Patient Sex Age Reason Anesthesia Operative Time IP/OP Complications/Leakage/Infection
1 M 63 PD Local 50 minutes Inpatient
2 F 59 PD General 8 minutes Inpatient
3 F 67 MA General 30 minutes Inpatient Plus biopsy of peritoneal tumor
4 F 81 MA Local 90 minutes Inpatient Plus biopsy of peritoneal tumor
5 F 85 MA General 85 minutes Inpatient Plus biopsy of peritoneal tumor
6 M 74 MA General 35 minutes Inpatient Plus biopsy of peritoneal tumor

Averages F = 4 72 yr PD = 2 L = 2 50 minutes I = 6

M = 2 MA = 4 G = 4

PD = peritoneal dialysis

MA = malignant ascites

DISCUSSION

It was previously believed that peritoneal catheter placement requires purse string suturing and/or tunnel creation to prevent leakage. This report shows that catheter placement through a tunnel created by the tangential insertion of a laparoscopic port is sufficient for a secure catheter placement without leakage. A standard 10 mm laparoscopic approach was chosen if biopsy of intraperitoneal tumor was required, so that a 10 mm operative laparoscope could be used, which allowed passage of a biopsy forceps through the same port. If adhesiolysis was required, the wider field of view of the 10 mm laparoscope was desirable. Peritoneal inflation with carbon dioxide was well tolerated in awake patients with local anesthesia, largely due to the fact that the procedure can be performed with short operative times and minimal dissection of the abdominal wall. This was useful in patients who presented a significant medical risk for general anesthesia.
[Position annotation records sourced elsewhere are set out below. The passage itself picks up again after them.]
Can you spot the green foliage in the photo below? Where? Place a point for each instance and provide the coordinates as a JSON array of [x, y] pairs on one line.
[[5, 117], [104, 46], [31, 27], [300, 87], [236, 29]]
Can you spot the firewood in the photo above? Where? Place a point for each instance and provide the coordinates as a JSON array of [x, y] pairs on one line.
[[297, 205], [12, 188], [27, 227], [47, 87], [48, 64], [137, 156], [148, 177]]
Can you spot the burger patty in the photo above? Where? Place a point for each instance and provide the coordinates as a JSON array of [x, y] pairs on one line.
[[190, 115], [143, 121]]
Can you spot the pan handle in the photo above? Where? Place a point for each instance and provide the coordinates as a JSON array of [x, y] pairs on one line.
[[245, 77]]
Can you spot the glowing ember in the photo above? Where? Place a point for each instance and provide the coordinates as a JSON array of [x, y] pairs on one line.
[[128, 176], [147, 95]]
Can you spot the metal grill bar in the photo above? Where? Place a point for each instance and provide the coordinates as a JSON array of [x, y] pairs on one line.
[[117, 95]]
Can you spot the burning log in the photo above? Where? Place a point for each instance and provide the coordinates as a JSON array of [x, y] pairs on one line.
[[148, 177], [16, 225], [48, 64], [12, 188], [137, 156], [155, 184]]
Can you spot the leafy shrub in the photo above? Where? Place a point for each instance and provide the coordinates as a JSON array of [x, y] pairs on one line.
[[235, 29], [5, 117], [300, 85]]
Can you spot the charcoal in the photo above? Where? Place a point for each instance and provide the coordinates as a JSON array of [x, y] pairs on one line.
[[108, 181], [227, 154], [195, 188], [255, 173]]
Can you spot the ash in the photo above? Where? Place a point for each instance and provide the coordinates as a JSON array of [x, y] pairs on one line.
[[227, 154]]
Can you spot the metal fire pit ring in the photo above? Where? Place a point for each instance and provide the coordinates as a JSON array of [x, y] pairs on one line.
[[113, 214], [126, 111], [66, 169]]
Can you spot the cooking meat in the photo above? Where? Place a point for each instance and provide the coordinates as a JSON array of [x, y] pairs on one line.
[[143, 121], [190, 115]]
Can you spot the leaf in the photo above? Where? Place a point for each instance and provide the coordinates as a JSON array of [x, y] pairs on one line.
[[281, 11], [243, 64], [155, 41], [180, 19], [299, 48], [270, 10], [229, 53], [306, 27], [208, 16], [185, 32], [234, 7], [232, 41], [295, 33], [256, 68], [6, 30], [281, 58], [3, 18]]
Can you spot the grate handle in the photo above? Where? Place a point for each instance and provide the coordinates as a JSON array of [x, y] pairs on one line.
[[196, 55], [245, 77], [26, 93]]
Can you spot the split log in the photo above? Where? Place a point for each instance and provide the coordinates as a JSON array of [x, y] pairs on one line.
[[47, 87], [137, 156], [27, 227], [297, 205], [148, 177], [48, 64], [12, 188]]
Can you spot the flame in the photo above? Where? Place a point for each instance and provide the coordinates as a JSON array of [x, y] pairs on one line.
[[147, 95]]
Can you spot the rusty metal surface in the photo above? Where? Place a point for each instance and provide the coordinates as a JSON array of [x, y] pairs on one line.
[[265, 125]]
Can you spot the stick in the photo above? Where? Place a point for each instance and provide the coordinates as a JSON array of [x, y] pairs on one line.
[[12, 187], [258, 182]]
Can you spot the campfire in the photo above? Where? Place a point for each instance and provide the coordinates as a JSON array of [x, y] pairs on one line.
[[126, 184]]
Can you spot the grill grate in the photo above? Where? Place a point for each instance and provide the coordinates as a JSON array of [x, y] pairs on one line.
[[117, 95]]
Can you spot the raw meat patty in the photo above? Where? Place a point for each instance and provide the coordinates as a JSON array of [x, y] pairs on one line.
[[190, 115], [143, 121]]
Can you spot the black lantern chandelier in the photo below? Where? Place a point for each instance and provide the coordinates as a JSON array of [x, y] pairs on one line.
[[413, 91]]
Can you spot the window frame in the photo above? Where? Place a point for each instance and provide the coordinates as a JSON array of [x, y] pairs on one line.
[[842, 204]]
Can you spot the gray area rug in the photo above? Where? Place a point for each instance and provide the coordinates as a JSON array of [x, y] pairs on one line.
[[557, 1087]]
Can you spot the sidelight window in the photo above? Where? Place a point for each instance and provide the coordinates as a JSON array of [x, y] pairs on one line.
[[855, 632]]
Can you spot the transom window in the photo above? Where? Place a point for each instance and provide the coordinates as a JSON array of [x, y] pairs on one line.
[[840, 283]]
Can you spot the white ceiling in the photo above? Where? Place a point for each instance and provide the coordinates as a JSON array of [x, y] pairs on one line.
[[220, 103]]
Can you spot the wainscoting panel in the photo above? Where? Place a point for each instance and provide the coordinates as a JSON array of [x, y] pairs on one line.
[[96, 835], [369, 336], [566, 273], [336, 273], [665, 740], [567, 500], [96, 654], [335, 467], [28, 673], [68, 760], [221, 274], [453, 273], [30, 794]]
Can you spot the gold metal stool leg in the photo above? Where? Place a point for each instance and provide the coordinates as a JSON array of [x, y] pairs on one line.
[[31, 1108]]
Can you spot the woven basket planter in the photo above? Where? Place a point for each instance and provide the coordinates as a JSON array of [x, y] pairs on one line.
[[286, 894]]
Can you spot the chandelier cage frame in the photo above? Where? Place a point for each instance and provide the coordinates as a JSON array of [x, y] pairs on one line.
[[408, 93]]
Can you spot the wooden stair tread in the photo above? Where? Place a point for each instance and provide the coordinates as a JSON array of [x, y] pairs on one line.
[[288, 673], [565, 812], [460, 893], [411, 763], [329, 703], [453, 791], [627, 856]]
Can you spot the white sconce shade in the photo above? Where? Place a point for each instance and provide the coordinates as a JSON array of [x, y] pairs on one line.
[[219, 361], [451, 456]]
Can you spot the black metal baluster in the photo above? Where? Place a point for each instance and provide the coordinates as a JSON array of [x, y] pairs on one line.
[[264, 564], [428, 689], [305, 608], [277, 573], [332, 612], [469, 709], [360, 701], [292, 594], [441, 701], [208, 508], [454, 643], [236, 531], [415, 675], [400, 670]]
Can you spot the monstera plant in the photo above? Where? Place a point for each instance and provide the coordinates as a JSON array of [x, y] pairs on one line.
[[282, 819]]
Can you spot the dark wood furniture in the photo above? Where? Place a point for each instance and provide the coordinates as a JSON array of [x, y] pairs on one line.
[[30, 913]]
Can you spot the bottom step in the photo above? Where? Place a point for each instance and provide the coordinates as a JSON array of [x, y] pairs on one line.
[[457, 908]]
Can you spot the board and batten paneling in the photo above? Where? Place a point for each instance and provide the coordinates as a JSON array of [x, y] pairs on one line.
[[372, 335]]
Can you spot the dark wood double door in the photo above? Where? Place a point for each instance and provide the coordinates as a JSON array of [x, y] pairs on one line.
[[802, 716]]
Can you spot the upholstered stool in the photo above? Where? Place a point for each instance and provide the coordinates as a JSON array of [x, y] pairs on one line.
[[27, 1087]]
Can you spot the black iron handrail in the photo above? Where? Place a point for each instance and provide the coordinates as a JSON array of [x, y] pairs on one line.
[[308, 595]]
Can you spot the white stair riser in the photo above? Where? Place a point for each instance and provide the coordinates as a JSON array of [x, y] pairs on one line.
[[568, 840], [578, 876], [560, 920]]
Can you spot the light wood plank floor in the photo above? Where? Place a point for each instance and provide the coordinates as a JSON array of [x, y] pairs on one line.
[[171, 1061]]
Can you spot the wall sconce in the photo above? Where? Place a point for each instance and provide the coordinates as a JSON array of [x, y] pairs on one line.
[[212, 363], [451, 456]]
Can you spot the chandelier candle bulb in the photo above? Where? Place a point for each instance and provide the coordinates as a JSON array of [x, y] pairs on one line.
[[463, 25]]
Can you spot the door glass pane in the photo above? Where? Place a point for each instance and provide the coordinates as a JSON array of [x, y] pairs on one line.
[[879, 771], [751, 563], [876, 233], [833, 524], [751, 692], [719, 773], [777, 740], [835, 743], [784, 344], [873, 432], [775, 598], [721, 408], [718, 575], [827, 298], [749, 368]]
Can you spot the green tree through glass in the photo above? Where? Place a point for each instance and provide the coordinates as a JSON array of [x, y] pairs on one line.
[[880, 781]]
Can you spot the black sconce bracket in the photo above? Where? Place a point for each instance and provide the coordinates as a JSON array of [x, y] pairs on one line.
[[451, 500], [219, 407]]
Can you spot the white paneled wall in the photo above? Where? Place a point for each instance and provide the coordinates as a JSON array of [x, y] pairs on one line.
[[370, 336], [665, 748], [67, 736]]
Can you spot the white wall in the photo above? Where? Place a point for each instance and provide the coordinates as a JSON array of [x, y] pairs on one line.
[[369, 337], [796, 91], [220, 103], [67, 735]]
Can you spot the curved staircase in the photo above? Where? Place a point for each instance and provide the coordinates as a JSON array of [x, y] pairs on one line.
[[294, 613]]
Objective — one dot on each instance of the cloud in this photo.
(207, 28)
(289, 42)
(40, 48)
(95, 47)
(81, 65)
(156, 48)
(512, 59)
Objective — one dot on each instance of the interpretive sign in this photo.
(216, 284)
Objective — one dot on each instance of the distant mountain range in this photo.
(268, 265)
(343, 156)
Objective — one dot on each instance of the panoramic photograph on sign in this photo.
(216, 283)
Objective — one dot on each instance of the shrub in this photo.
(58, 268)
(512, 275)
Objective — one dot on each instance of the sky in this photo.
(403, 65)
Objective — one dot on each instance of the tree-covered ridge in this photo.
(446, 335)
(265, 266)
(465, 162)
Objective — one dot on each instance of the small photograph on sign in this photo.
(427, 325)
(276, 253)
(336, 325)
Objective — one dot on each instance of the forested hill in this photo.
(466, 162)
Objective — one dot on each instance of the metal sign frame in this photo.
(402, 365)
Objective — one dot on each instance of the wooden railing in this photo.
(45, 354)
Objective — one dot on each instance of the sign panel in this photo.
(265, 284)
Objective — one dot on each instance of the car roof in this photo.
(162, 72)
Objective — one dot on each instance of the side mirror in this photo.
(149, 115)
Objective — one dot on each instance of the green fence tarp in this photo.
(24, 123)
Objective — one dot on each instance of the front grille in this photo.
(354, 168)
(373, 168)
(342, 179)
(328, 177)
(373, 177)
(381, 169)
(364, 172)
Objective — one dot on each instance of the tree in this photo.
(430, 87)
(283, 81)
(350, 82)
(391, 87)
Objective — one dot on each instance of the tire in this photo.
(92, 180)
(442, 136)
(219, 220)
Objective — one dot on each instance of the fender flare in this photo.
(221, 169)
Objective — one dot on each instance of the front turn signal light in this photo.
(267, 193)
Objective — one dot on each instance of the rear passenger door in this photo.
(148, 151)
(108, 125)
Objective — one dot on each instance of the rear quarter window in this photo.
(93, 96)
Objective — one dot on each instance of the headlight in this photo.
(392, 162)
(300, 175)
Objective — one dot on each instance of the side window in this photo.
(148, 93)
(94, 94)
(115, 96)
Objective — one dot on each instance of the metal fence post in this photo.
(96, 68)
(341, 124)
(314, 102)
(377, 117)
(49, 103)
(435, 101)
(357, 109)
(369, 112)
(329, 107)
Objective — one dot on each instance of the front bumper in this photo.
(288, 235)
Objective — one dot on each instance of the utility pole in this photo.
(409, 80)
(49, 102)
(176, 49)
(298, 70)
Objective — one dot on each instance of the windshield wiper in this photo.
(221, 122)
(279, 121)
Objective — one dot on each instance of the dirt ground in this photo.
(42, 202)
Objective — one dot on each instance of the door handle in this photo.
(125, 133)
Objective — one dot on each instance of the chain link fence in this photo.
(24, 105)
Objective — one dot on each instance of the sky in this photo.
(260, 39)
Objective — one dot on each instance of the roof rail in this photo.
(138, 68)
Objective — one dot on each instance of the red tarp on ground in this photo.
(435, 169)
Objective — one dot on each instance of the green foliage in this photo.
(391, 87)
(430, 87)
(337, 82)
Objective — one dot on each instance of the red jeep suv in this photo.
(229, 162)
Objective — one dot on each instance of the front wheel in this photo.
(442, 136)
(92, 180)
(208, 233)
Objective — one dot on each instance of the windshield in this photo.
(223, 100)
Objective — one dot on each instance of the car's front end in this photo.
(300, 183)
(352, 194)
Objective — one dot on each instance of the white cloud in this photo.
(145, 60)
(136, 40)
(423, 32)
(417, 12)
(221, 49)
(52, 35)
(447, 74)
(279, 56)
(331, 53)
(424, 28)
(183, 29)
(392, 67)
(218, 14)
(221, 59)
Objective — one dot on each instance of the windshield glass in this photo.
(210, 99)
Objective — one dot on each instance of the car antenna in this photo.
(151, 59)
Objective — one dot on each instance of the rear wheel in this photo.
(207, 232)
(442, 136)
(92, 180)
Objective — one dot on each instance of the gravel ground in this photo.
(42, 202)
Advantages of the technique include that the catheters are placed under direct visualization so optimal placement of the catheter in the pelvis is assured. The catheter traverses a straight path through the abdominal wall so there is minimal chance of kinking, which may contribute to catheter occlusion. The 8 mm trocar creates a tract primarily by dilation, which allows for a snug fit for the catheter. This, along with the incorporation of the catheter cuffs into the surrounding tissue, produces a very secure catheter placement with no leaking.

The needleoscopic technique described here is very simple to perform. It requires no special peel-away sheaths or other specialized instruments. There is no dissection of the abdominal wall required. It can be performed under local anesthesia with minimal discomfort. The patient recovery has been very good with no operative mortality, minimal morbidity, and no catheter problems related to the technique.